Pumpkin Parfait by Jo recipe

All Recipes Best Recipe Fruits and Vegetables Vegetables Squash

Ingredients

1 ½ cups graham cracker crumbs
¼ cup brown sugar
¼ cup melted butter
1 (15 ounce) can pure pumpkin
½ cup brown sugar
¼ teaspoon salt
¼ teaspoon ground nutmeg
⅛ teaspoon ground cloves
1 teaspoon ground cinnamon
1 quart vanilla ice cream, softened
1 cup whipped cream
1 tablespoon confectioners' sugar
¼ teaspoon ground cinnamon

Nutrition Info

385.4 calories
carbohydrate: 49.3 g
cholesterol: 64.8 mg
fat: 20.3 g
fiber: 2.7 g
protein: 4.4 g
saturatedFat: 11.9 g
servingSize: -
sodium: 400.2 mg
sugar: 37.1 g
transFat: : -
unsaturatedFat: : -

Directions

  1. Mix the graham cracker crumbs, 1/4 cup of brown sugar, and melted butter in a bowl. Press the crust into a 9x9-inch square baking dish. Place the pumpkin into a large bowl, and mash it up with a spoon. Mix in 1/2 cup of brown sugar, salt, nutmeg, cloves, and 1 teaspoon of cinnamon until smooth. Gently stir in the softened ice cream. Spread the pumpkin mixture over the graham cracker crust. Freeze until firm, 4 to 6 hours, cut into squares.

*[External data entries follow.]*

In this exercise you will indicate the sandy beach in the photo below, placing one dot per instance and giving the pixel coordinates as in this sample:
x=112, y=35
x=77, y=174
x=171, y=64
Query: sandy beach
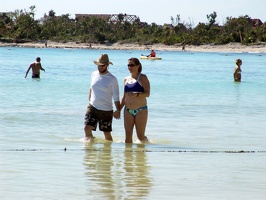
x=232, y=47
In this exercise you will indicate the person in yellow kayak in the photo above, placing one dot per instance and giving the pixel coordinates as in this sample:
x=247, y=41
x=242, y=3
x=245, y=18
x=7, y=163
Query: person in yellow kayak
x=152, y=54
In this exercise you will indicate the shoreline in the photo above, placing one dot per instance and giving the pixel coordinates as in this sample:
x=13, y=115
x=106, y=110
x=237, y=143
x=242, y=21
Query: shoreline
x=231, y=47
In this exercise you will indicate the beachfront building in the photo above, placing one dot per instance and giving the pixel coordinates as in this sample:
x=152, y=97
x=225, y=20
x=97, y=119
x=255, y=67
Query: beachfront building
x=112, y=17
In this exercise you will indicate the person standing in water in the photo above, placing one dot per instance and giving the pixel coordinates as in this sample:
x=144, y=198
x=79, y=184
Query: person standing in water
x=238, y=71
x=35, y=67
x=104, y=88
x=136, y=91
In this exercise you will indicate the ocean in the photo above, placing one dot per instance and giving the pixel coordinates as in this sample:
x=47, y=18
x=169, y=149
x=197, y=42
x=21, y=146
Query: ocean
x=207, y=133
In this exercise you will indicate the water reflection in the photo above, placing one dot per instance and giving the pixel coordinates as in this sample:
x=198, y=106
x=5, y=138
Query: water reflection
x=116, y=173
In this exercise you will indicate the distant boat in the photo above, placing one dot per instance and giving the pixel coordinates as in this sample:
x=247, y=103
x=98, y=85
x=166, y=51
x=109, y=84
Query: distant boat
x=149, y=58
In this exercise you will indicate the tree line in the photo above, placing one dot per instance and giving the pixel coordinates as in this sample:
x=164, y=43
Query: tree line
x=21, y=26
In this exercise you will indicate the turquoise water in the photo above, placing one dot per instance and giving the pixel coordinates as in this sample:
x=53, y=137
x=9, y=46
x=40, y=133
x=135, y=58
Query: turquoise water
x=199, y=122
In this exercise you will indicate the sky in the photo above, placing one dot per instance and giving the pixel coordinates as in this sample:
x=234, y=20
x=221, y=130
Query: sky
x=157, y=11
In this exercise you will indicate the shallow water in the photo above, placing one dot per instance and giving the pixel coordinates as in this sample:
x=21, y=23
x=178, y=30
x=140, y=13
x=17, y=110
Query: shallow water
x=207, y=133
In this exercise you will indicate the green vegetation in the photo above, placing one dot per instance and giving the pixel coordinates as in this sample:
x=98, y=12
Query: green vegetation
x=20, y=26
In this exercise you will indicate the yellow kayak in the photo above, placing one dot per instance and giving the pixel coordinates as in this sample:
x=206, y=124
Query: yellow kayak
x=150, y=58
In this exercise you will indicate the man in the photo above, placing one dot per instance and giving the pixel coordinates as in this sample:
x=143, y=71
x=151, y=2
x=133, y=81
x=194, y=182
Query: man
x=104, y=88
x=35, y=67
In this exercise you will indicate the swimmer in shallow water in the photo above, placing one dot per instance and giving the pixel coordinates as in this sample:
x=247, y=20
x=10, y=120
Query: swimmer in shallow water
x=237, y=71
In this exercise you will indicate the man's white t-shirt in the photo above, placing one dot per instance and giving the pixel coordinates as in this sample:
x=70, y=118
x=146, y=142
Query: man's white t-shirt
x=104, y=88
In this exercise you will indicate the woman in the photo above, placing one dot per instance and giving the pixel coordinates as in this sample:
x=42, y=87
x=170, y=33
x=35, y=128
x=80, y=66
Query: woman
x=237, y=72
x=136, y=90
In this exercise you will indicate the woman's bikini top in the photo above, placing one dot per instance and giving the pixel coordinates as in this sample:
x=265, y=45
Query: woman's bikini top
x=134, y=87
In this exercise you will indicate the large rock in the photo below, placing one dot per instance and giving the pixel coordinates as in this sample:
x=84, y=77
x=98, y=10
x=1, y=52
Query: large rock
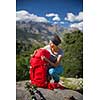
x=57, y=94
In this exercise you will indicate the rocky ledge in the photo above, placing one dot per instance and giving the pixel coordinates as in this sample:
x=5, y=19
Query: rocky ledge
x=57, y=94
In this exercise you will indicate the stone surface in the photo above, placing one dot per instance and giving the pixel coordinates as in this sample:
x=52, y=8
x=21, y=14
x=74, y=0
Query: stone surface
x=57, y=94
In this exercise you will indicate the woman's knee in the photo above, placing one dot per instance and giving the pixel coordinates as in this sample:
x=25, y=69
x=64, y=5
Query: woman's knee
x=51, y=71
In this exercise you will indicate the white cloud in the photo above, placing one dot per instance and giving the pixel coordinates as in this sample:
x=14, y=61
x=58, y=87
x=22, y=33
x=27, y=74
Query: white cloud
x=77, y=25
x=55, y=16
x=51, y=15
x=26, y=16
x=61, y=22
x=55, y=23
x=71, y=17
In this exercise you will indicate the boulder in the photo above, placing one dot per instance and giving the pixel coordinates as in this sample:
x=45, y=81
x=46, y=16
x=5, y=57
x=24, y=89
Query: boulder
x=56, y=94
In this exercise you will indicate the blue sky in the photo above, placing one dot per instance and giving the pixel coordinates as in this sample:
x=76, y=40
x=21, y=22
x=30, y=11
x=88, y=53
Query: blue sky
x=64, y=12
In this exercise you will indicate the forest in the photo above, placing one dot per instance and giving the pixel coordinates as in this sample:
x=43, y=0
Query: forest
x=72, y=45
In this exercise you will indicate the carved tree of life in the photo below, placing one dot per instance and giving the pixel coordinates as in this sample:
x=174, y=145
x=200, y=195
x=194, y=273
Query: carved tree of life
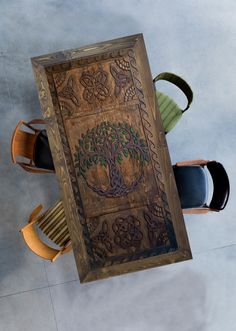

  2. Lightly mix the whipped cream with confectioners' sugar and a 1/4 teaspoon of cinnamon in a bowl, serve each square with a dollop of the sweetened whipped cream.

Recipe Yield

8 servings

Recipe Note

Because I am not too fond of pumpkin pies, I use this instead for holidays.